3. Mit Schreiben vom 24. Mai 2005 hat das nunmehr zuständige Niedersächsische Ministerium für Inneres und Sport die Anordnung der sofortigen Vollziehung der gegenüber der Beschwerdeführerin ergangenen Untersagungsverfügung aufgehoben und für den Fall der Rücknahme der Verfassungsbeschwerde die Erstattung der der Beschwerdeführerin entstandenen notwendigen Auslagen für das Verfassungsbeschwerdeverfahren zugesagt.
Daraufhin hat die Beschwerdeführerin das Verfassungsbeschwerdeverfahren für erledigt erklärt. Im Hinblick auf diese prozessuale Erklärung und das durch sie zum Ausdruck gebrachte nicht mehr vorhandene Interesse an einer verfassungsgerichtlichen Entscheidung wurde das Verfahren eingestellt.
II.
1. Die Beschwerdeführerin hat im Zusammenhang mit der erklärten Erledigung des Verfassungsbeschwerdeverfahrens beantragt, dem Land Niedersachsen die Kosten des Rechtsstreits aufzuerlegen. Die Aufhebung der Vollziehungsanordnung sei im Hinblick auf den stattgebenden Beschluss der 2. Kammer des Ersten Senats vom 27. April 2005 – 1 BvR 223/05 – erfolgt. Wegen des voraussichtlichen Erfolgs auch der vorliegenden Verfassungsbeschwerde sei eine Rücknahme, für deren Fall allein eine Kostenübernahme zugesagt worden sei, nicht in Betracht gekommen. Da das Ministerium für den Fall einer Erledigungserklärung keine Kostenzusage habe zusagen wollen, müsse nunmehr eine Kostenentscheidung durch das Bundesverfassungsgericht herbeigeführt werden.
2. Die Niedersächsische Landesregierung hat von einer Stellungnahme zum Antrag auf Anordnung der Auslagenerstattung abgesehen.
III.
1. Der Antrag der Beschwerdeführerin, dem Land Niedersachsen die Kosten des Rechtsstreits aufzuerlegen, ist sinngemäß als Antrag auf Anordnung der Auslagenerstattung aufgrund von Billigkeit gemäß § 34a Abs. 3 BVerfGG auszulegen. Neben der gemäß § 34a Abs. 2 BVerfGG obligatorisch vorgesehenen Erstattung der notwendigen Auslagen für den Fall, dass sich die Verfassungsbeschwerde als offensichtlich begründet erweist und ihr daher stattzugeben ist, sieht das Verfassungsprozessrecht in § 34a Abs. 3 BVerfGG im Übrigen die Anordnung einer – vollen oder teilweisen – Erstattung der Auslagen aufgrund von Billigkeit vor. Hinsichtlich der Anordnung einer Erstattung der Auslagen kommt es danach grundsätzlich allein darauf an, ob besondere Billigkeitsgründe vorliegen, die sich aus der besonderen Situation eines Beschwerdeführers und aus der materiellen Prozesslage ergeben können (vgl. Umbach/Clemens/Dollinger, BVerfGG, 2. Aufl., 2005, § 34a Rn. 33 ff.). Dies ist etwa der Fall, wenn die angegriffene Entscheidung auf Erwägungen gestützt ist, die mit dem Grundgesetz unvereinbar sind und daher ein berechtigter Anlass zum Erheben der Verfassungsbeschwerde bestand (vgl. BVerfGE 81, 142 ≪156≫).

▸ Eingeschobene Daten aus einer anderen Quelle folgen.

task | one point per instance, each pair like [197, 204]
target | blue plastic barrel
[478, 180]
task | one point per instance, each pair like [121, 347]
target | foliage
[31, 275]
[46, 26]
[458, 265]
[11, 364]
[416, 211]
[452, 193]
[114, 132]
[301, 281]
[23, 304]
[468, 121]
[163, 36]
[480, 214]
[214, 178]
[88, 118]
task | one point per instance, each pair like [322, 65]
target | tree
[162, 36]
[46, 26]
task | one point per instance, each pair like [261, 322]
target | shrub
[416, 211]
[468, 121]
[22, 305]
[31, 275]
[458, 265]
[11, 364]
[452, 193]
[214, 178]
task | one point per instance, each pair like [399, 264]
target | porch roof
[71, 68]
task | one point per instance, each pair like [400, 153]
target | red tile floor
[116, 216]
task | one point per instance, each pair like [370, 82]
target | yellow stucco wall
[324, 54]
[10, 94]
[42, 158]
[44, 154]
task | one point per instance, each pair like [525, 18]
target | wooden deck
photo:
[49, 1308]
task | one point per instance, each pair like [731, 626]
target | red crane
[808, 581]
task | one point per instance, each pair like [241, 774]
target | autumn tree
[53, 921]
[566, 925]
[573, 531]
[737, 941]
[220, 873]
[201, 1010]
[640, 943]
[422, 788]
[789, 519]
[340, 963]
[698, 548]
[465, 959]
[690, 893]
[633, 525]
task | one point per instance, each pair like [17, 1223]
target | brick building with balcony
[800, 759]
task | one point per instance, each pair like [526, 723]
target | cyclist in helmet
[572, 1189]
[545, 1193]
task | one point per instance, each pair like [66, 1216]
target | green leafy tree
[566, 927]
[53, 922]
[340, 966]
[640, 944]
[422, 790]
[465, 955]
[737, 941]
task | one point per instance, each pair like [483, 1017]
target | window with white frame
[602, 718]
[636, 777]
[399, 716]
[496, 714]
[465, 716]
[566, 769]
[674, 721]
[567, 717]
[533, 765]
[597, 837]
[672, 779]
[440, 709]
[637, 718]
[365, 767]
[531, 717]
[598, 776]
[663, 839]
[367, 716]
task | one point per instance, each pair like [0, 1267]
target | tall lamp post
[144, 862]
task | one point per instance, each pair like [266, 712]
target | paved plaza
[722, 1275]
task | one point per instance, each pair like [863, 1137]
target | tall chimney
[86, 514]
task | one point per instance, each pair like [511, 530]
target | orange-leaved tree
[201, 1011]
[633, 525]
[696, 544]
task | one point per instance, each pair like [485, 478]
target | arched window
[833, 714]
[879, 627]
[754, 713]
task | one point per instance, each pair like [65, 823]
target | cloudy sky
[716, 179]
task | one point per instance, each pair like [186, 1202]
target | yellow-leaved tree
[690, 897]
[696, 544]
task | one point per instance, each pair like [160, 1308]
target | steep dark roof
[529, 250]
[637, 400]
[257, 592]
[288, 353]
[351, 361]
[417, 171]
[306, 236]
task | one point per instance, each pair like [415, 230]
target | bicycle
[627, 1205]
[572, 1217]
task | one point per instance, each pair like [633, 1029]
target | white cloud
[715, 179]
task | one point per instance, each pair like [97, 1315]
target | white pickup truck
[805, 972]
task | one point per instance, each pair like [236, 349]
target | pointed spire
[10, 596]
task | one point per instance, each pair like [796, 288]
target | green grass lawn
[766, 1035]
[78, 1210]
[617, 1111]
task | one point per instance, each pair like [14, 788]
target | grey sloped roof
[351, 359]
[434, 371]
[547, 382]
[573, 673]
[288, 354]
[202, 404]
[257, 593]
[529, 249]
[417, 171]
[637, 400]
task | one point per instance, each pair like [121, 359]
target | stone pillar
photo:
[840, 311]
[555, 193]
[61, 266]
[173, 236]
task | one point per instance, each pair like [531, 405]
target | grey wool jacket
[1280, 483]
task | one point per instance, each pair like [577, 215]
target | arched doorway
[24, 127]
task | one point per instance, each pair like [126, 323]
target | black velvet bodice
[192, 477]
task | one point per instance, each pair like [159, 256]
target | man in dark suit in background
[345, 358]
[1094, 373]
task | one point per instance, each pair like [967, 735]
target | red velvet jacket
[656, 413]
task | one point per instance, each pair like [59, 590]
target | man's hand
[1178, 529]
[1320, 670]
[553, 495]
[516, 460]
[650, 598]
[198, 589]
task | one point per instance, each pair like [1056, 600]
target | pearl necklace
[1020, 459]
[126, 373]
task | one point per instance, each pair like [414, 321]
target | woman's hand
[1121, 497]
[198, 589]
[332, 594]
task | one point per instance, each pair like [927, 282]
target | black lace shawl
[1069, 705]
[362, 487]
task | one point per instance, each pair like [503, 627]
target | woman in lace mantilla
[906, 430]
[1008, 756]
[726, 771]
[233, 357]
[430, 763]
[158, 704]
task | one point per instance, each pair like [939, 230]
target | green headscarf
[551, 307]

2. Die Anordnung der Erstattung der im Verfassungsbeschwerdeverfahren entstandenen notwendigen Auslagen der Beschwerdeführerin entspricht der Billigkeit im Sinne von § 34a Abs. 3 BVerfGG. Die angegriffenen Entscheidungen waren bei ihrem Erlass mit dem Grundgesetz unvereinbar. Der Beschwerdeführerin durfte die Erhebung der auf einen Verstoß gegen Art. 19 Abs. 4 in Verbindung mit Art. 12 Abs. 1 GG gestützten Verfassungsbeschwerde daher angezeigt erscheinen.
Der Beschluss des Oberverwaltungsgerichts verkennt insbesondere im Hinblick auf die Beurteilung des vom Land Niedersachsen zugelassenen Sportwettangebots ODDSET die verfassungsrechtlichen Anforderungen, die Art. 12 Abs. 1 GG an die rechtliche und tatsächliche Ausgestaltung eines staatlichen Sportwettmonopols stellt und deren Wahrung Voraussetzung für eine gerechtfertigte Untersagung sowohl der Veranstaltung als auch der Vermittlung gewerblicher Sportwetten durch private Wettunternehmen und Wettvermittler ist (vgl. BVerfG, Urteil des Ersten Senats vom 28. März 2006 – 1 BvR 1054/01 –, BVerfGE 115, 276).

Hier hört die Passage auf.